Gross Domestic Product (GDP)
Real and Nominal GDP
- Enter into the World Bank’s Human Development Indicators database using the link:
<https://databank.worldbank.org/source/world-development-indicators>
- In Country select Colombia
- In Series select GDP (current LCU)
- In Time select VIEW RECENT YEARS: 50
- Apply changes and download the data using Download options > Excel at the upper right corner of the platform
- Make a plot of the Nominal GDP of Colombia where the x-axis corresponds to the years and y-axis corresponds to the value of the Nominal GDP. (4 points)
- Explain why Nominal GDP is not a good measure of the aggregate production for Colombia. (4 points)
The Nominal GDP captures the variation in quantities and prices related to production of Colombia in monetary terms. Therefore it is difficult to identify what is really increasing or decreasing. A better metric to measure final production in Colombia would be the Real GDP which tries to eliminate the effect that prices have on production to examine the increase or decrease in quantities.
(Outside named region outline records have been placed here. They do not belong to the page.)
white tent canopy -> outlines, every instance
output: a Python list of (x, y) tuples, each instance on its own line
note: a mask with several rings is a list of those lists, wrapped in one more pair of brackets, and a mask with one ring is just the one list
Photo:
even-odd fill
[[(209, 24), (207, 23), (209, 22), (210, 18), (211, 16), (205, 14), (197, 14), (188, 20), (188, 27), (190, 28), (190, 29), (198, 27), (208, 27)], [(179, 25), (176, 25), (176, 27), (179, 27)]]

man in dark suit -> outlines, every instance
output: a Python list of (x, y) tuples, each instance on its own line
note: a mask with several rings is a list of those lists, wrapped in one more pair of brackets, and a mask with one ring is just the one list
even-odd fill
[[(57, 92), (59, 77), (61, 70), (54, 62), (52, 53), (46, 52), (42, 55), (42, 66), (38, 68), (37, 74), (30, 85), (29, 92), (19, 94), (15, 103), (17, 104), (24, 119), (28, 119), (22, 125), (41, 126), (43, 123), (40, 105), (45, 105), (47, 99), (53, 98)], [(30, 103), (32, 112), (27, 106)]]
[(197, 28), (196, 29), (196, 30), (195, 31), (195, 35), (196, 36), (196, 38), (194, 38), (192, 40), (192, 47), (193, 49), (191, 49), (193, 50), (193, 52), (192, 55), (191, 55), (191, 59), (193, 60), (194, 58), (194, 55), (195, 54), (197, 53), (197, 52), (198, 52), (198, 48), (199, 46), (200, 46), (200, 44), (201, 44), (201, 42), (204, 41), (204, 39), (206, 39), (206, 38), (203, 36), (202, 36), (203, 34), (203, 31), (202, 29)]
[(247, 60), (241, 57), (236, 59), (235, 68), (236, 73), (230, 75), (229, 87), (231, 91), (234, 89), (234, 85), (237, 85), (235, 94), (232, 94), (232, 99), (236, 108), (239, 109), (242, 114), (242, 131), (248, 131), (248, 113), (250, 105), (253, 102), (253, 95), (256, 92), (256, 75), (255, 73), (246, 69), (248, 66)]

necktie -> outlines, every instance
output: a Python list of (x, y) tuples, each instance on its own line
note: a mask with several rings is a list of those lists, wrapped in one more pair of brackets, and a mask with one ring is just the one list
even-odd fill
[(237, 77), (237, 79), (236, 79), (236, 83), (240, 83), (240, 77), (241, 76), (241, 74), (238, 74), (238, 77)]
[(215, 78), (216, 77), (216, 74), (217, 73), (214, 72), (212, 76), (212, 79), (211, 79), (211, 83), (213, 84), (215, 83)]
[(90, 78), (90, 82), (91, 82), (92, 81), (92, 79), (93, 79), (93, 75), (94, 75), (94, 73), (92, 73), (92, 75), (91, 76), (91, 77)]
- In Country select Colombia
- In Series select GDP (constant LCU)
- In Time select VIEW RECENT YEARS: 50
- Apply changes and download the data using Download options > Excel at the upper right corner of the platform
- Make a plot of the Nominal GDP and the Real Nominal GDP of Colombia where the x-axis corresponds to the years and y-axis corresponds to the values of the Nominal GDP and Real GDP. (4 points)
- Explain why Real GDP is a better measure of the aggregate production than Nominal GDP for Colombia. (4 points)
Real GDP is a better measure of the aggregate production than Nominal GDP because it tries to control for the effect that prices have on production (measure in monetary terms). In the case of Colombia the Nominal GDP increased during the last years of the plot but it is mainly because of a persistent increase in prices.
- Explain why Real GDP and Nominal GDP have the same value in one year. (4 points)
Real GDP and Nominal GDP have the same value in the year 2015 because this is the base year that was used to calculate the Real GDP for Colombia. This can be seen in the previous plot.
- In Country select Colombia
- In Series select Population, total
- In Time select VIEW RECENT YEARS: 50
- Apply changes and download the data using Download options > Excel at the upper right corner of the platform
- Calculate Real GDP per-capita for Colombia. (4 points)
- Explain why Real GDP per-capita is a better measure for the production than Real GDP for Colombia (4 points)
Real GDP per-capita is a better measure for the production than Real GDP because it controls for the population. Making a population adjustment is important because production can increase simply because there are more people. In territories where there are more people, more production is expected but not because they are more productive but because there is more workforce. Therefore it is better to use per-capita data.
- Plot the growth of the Real GDP per-capita for Colombia. (4 points)
Inflation
- Calculate the GDP Deflator using the information collected in the previous section. (4 points)
- Calculate the annual inflation for Colombia using the GDP Deflator. (4 points)
- Make a plot of the inflation where the x-axis corresponds to the years and y-axis corresponds to the values of the inflation. (4 points)
- Describe what you see in the plot and point out why is important for a company in a country to have an economic macroenvironment with a low and stable inflation rate. Hint: Review the videos found in Primer corte 30% > Learning Resources > Links of interest. (6 points)
Based on the information available, Colombia has had periods of persistent price increases where for this period the highest inflation rate is presented in the year 1990. For a company in a country it is important to have an economic macroenvironment with a low and stable inflation rate because:
The purchasing power of consumers’ money is preserved, allowing more products to be purchased from companies.
Resources by a company can be managed more efficiently since the prices of raw materials and inputs are more predictable, making it easier to plan future production.
In an environment with low and stable inflation, government institutions can adopt better policies that particularly benefit businesses.